Sergio me lleva en moto a un barrio de Quilmes. Entro en un pasillo angosto, con el piso de tierra. Hago 20 metros y se ensancha. La mitad del camino se hace de baldosas flojas y rotas. Treinta pasos, se vuelve a enangostar y es de tierra, con unas maderas arriba para no llenarse de barro cuando llueve.
Sigo caminando y ya me pesan los pies como a Neil Armstrong con sus botas espaciales… este pasillo es larguísimo.
Después de las ventanas a mi derecha, empieza el césped. Flores violetas y rojas decoran los bordes de un tapial blanco que me llega a la cintura.
Escucho un llanto del estilo del bebé de Max Paine, pero de otra edad. Yo sé a quién pertenece y acelero el paso. Cada vez lo escucho más fuerte, pero el pasillo es interminable y sigo corriendo por el pasto.

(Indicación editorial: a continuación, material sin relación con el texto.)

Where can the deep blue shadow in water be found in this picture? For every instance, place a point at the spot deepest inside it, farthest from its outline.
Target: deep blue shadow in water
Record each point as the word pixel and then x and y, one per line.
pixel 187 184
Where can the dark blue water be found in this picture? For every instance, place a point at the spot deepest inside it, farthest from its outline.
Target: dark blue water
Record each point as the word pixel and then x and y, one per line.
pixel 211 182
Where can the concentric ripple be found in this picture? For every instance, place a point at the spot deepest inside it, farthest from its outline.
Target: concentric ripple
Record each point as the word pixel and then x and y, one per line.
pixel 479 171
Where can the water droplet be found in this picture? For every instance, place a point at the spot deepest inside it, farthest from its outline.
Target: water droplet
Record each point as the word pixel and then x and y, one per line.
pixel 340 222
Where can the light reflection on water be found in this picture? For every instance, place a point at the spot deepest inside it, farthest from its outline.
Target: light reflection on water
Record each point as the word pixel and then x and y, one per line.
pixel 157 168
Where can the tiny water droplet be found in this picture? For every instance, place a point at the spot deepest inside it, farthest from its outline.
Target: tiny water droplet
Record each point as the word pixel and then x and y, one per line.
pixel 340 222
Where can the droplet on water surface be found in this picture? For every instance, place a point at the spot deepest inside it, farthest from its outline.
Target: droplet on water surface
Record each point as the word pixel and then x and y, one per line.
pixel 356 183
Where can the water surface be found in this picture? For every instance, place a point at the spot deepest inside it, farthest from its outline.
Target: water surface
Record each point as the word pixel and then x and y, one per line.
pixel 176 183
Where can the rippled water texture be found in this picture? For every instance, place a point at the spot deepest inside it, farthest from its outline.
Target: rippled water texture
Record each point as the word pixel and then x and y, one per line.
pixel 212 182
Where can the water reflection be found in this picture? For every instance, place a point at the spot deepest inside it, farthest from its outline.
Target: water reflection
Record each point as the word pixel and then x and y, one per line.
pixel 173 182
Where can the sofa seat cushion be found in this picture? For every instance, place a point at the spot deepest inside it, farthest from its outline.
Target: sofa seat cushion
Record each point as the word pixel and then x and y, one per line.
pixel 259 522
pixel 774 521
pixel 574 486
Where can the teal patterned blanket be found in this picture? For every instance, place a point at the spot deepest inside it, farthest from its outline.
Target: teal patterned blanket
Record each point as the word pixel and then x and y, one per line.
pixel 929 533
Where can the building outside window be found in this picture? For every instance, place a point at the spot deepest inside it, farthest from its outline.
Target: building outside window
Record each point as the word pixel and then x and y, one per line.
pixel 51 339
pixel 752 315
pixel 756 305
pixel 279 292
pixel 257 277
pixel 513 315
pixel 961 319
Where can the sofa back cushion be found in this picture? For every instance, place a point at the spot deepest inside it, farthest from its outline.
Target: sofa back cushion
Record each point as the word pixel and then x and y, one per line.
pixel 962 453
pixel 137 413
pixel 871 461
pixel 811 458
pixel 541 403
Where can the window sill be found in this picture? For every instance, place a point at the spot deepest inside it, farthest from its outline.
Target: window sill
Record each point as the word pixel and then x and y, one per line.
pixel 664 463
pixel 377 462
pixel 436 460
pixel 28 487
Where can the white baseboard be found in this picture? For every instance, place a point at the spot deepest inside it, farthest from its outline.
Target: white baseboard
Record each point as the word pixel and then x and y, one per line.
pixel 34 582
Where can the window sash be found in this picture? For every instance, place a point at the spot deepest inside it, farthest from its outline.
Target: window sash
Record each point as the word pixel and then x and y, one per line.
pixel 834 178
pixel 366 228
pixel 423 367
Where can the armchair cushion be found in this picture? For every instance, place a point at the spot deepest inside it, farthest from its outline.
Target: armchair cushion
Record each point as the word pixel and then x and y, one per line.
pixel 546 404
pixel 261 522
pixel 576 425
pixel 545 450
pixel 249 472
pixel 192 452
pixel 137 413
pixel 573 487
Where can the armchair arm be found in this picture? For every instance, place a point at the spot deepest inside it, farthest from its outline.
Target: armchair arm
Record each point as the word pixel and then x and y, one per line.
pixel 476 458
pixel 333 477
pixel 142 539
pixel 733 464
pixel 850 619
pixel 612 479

Corro con ganas, pero el aire a mi alrededor tiene la densidad del agua. Quiero llorar yo también, pero de la bronca por no poder llegar más rápido. Pongo mi mente en blanco, pienso en positivo, pienso en seguir corriendo con toda mi fuerza. Cuando me quiero acordar ya estoy llegando.
Entro en un patio de baldozas grises como las de un departamento que fui a ver en Rondeau y Maza. Tiene sogas de alambre en donde colgaron camisetas blancas. A mi derecha está la puerta de la casa. Entro. La cocina es amplia, el piso es oscuro. Maldita Marina está apoyada en la mesada, con una mano tapándose los ojos mojados. Me acerco corriendo como venía y me detengo en seco frente a ella. Me mira, me reconoce y me abraza. Con el mismo abrazo, la levanto un poquito en el aire, como un abrazo de gol pero tranquilo. Trato de tranquilizarla, pero está muy acongojada. Me mira a los ojos y me pregunta retóricamente:
-Por qué me pasa esto a mí? No puedo lo puede creer. No puede estar pasándome. Entendés que tengo 24 años??!!